Have you ever wished you could travel in time? A visit to newly renovated 1863 theatre Hoxton Hall lets you do just that. One minute, you’re on a tatty side street in Hackney, surrounded by kebab shops and cafés. The next, you’re in sumptuous music hall where ordinary Victorian Londoners came to play, flirt, and be entertained. Playwright Neil Bartlett was immediately seduced by Hoxton Hall’s charms: the balcony with its metal railings, the plushy red seats and crystal-clear acoustics – a world away from the vast theatres of the West End. “There’s nothing stuck up about these places,” he says. "There would have been direct access to the bar during the performances, for drinking and talking and smoking ... [and] all rooms had fireplaces, so everyone knew to keep their crinoline out of the way.” It's a perfect setting for his play about infamous music-hall artiste Ernest Boulton, who shocked Victorian Britain with his crossdressing alter-ego, Stella. The size of Hoxton Hall means that performers are never more than 25 feet away from audience members – an intimacy that has fed directly into Bartlett's script. What he's created, he says, is "less a play, more an encounter. You get to meet Stella, and she talks to you about her life, as a contemporary." It was a truly astonishing double life. By day, Ernest Boulton was the well-behaved son of a bank manager. By night: a courtesan, stage performer, even the mistress of a Conservative MP. For Bartlett, Stella demonstrates that Victorian England was never quite as straitlaced as we imagine. She's also, he says, a source of inspiration: "The questions that she asks us never change. Are you living your life, or are you living somebody else's? And how do you summon up the nerve to really live as yourself?" Today, all we have to remember Stella's performances are a few elegantly posed photos. It's impossible to exactly recreate her magic.
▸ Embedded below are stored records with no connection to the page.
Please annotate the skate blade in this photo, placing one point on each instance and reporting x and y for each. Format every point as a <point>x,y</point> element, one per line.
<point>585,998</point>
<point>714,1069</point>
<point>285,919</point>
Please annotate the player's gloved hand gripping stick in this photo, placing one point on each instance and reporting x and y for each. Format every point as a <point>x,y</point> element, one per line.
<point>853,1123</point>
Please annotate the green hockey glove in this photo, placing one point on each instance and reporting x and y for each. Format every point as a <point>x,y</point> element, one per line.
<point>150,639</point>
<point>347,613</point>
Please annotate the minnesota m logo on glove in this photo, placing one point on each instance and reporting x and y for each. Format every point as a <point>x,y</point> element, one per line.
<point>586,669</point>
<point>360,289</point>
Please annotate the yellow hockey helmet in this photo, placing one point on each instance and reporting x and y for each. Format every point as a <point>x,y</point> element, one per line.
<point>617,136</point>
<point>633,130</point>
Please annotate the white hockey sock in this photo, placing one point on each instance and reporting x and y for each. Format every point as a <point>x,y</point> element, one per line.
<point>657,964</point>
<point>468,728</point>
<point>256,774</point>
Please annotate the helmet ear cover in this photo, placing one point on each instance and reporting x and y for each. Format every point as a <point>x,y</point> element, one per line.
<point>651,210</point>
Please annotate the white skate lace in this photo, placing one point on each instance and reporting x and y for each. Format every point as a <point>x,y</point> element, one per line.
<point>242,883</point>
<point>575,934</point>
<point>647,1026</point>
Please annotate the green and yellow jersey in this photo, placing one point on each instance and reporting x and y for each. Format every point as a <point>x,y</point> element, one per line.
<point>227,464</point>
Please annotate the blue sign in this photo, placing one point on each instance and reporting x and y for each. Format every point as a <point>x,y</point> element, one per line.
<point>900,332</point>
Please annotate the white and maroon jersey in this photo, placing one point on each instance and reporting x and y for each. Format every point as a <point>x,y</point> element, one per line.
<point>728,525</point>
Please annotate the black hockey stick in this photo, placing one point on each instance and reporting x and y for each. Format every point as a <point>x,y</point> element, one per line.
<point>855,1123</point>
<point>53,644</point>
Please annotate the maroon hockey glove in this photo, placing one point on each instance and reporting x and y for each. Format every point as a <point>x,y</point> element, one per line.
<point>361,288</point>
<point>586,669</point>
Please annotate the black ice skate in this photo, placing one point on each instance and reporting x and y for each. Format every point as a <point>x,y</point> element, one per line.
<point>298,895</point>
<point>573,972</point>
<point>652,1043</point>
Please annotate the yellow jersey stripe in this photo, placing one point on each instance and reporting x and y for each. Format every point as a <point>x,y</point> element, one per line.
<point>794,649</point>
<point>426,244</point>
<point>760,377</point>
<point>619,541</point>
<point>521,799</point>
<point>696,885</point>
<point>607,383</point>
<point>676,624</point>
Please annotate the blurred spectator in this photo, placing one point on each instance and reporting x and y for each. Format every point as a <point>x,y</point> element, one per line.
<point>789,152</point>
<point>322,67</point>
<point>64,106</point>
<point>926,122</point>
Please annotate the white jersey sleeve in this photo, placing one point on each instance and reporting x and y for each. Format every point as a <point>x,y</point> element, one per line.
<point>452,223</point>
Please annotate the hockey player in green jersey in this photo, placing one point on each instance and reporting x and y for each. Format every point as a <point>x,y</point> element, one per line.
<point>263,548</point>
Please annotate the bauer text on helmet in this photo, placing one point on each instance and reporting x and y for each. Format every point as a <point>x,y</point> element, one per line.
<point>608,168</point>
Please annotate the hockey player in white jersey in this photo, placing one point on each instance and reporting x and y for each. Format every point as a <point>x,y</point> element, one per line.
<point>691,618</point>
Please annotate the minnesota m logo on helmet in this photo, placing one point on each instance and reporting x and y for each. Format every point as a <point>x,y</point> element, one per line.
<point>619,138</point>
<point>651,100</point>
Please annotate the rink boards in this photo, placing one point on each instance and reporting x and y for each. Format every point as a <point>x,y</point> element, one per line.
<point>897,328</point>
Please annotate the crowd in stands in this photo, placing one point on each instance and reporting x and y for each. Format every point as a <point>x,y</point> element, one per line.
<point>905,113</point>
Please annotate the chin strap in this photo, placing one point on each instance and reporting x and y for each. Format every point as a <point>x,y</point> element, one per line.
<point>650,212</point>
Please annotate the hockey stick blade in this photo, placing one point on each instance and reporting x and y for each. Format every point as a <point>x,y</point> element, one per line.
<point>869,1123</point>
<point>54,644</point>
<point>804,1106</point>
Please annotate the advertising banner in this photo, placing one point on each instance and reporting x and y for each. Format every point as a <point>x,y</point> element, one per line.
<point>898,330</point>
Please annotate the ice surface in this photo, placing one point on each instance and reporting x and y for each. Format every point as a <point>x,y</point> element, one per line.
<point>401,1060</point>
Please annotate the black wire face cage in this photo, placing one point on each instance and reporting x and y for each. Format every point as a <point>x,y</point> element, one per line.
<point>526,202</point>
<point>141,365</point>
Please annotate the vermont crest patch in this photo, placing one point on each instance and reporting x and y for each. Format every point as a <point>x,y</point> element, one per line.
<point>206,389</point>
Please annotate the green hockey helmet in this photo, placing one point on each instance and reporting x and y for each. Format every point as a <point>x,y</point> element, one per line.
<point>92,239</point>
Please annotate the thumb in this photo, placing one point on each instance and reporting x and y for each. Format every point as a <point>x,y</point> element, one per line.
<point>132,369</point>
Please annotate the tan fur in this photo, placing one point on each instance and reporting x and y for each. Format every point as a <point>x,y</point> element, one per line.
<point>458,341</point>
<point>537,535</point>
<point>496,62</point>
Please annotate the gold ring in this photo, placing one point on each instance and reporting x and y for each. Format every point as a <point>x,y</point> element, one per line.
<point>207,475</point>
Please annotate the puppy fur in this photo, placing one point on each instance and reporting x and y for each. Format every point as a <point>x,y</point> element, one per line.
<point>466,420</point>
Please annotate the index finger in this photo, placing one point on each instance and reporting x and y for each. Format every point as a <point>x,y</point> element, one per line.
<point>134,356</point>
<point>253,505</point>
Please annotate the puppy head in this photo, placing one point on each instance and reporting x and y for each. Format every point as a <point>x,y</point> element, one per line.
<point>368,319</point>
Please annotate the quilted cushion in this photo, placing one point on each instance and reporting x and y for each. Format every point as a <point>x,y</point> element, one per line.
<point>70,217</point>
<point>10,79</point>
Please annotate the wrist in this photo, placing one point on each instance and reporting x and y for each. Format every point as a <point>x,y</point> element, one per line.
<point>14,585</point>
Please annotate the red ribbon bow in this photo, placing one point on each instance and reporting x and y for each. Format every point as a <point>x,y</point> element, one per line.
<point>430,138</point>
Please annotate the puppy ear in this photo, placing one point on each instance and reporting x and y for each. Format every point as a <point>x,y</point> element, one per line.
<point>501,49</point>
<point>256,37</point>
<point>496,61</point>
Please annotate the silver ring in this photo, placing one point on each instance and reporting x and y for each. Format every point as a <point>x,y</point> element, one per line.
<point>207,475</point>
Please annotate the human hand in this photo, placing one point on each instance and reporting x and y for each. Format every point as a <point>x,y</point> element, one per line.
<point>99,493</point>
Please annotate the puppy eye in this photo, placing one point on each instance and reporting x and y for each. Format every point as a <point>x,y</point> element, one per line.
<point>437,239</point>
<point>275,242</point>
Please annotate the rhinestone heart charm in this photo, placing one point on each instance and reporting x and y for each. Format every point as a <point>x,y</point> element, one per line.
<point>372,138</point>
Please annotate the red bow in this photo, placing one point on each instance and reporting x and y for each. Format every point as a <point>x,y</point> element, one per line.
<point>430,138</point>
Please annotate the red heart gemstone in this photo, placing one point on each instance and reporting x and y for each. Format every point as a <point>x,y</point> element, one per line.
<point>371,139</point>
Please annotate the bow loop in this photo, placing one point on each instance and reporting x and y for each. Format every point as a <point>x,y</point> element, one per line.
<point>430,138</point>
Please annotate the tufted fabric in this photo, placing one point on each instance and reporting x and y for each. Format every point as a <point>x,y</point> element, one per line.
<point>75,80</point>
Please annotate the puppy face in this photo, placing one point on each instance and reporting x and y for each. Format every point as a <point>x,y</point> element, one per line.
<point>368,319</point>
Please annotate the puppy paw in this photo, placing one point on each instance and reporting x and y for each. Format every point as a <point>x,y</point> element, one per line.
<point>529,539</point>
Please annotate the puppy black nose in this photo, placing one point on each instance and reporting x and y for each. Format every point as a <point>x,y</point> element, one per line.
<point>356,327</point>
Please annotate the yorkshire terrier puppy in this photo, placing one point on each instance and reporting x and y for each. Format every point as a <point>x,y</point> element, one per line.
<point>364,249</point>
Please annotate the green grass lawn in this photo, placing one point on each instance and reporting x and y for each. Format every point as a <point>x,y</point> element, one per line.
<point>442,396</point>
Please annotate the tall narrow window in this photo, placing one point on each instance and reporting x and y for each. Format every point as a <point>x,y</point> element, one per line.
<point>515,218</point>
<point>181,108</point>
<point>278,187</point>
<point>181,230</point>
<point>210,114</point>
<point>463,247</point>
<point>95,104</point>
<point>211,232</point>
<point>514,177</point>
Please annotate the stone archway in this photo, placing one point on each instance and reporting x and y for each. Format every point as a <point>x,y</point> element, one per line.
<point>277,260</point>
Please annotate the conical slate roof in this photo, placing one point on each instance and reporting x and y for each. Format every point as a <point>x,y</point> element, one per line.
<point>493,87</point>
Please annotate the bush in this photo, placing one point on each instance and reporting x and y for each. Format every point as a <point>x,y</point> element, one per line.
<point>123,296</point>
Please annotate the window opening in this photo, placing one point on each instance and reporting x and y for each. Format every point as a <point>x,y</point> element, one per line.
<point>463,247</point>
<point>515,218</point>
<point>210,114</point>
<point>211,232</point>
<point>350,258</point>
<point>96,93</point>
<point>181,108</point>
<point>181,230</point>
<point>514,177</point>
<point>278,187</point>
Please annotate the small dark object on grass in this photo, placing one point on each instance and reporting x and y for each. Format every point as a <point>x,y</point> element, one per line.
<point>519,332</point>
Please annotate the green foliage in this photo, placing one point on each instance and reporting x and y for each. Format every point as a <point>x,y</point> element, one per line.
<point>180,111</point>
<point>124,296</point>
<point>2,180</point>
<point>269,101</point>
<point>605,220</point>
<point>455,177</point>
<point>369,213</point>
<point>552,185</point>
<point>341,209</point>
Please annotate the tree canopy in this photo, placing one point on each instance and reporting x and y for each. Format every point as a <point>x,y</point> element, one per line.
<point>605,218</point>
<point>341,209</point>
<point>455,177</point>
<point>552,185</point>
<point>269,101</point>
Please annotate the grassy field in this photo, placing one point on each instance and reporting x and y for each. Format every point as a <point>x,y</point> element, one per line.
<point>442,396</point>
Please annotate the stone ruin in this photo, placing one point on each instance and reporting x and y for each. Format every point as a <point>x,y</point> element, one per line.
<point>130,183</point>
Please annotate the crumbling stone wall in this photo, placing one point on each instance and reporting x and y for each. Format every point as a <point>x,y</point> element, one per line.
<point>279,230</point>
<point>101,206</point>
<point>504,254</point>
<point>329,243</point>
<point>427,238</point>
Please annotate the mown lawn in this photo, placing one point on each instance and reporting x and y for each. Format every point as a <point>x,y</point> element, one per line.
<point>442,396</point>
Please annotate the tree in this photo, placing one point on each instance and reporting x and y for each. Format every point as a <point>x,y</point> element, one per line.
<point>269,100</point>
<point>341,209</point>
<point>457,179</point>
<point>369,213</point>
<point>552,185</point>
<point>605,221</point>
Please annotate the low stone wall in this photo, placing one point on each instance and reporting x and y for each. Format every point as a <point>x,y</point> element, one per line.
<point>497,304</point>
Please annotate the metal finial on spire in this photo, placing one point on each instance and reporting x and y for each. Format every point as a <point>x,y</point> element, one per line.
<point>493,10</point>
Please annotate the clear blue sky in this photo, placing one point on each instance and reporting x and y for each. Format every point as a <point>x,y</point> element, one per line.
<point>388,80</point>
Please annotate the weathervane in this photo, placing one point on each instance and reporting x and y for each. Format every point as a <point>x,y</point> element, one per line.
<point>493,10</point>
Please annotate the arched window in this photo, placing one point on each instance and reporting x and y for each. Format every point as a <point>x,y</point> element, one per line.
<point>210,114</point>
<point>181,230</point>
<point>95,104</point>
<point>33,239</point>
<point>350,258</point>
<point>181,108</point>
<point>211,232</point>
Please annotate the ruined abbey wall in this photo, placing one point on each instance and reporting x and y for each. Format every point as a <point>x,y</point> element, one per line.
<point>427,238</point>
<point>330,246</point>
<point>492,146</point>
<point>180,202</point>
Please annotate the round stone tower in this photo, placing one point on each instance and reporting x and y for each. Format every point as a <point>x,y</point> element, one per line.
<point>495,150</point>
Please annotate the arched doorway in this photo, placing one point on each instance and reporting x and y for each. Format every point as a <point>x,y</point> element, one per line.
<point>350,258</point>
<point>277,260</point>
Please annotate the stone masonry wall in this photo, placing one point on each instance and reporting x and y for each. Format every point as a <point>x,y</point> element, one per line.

But over a career spanning 30 years, during which time he's produced a dazzling body of plays, Bartlett has learned to accept theatre's fleeting and fluid nature. "Every piece of work lives twice," he explains. "Once when you’re in the room with it, and then again in your memory. But the art of creating of memorable evening is to embrace, absolutely, the sense that this is happening right here, right now, and then it will be gone forever."